Japan Tobacco facing EU probe over Syria
News On Japan via AFP -- Aug 22
Japan Tobacco said Wednesday it was being probed by the European Union after a report it broke sanctions by shipping cigarettes to a firm linked to the Syrian regime, but denied any wrongdoing.
Japan Tobacco (JT), which is 50 percent owned by the government, insisted its Geneva-based subsidiary JT International (JTI) had done nothing wrong amid claims it supplied a firm with family links to President Bashar al-Assad.

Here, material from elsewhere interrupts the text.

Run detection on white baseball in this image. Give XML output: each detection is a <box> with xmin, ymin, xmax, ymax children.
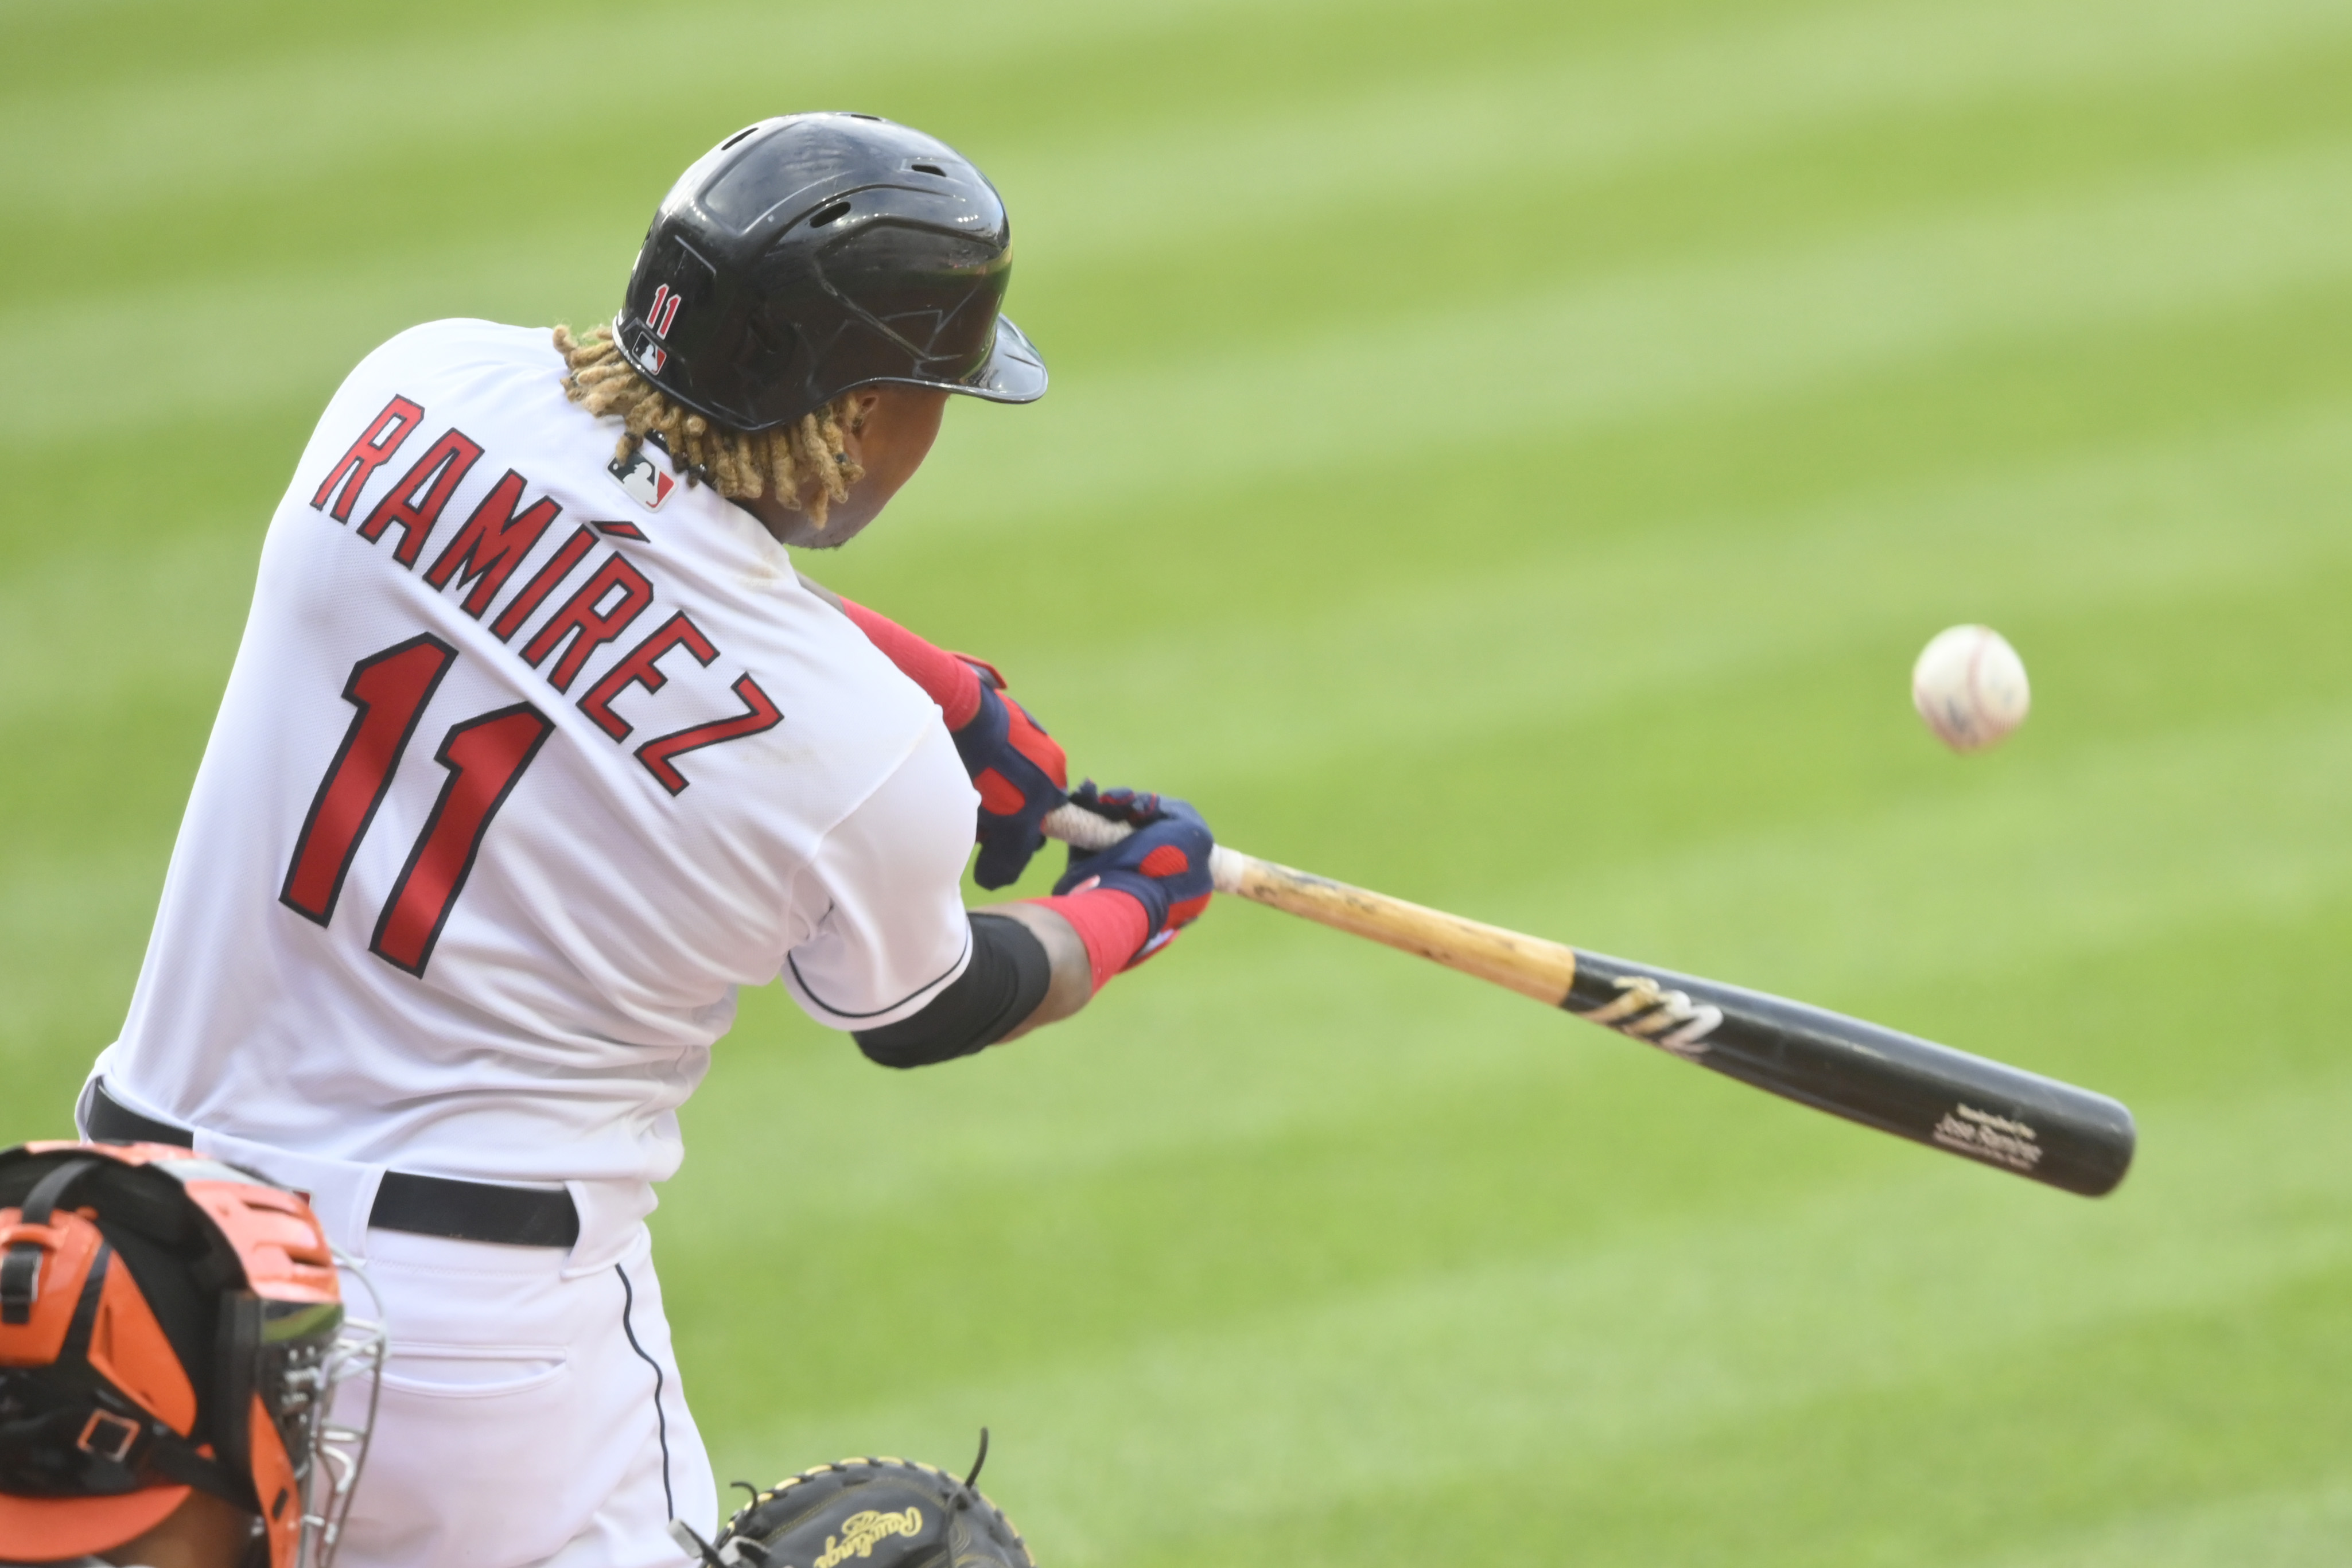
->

The Wall Street Journal, citing corporate documents, said a shipment by JTI in May 2011 went to a firm that was at least partly owned by the Makhlouf family at the time.
The EU and the US say the Makhloufs, who are first cousins of Assad, are partially bankrolling the president's crackdown on the uprising in Syria.
The EU placed financial sanctions on Rami Makhlouf, the scion of the family, as well as on his brothers Iyad and Ihab, on May 23, 2011, for their alleged role in helping to finance Assad's actions.
Just four days later, JTI used a distributor based in Cyprus to deliver 450,000 cartons of cigarettes to Syria Duty Free Shops, a company JTI acknowledges was then at least partly owned by Makhlouf, the paper said.
JTI also delivered 4.2 million cartons of Winston cigarettes to Syria's state-owned tobacco company in May 2011, the report said.
The paper cited dissidents as claiming that cigarettes are used as a form of payment to irregular military forces by the regime.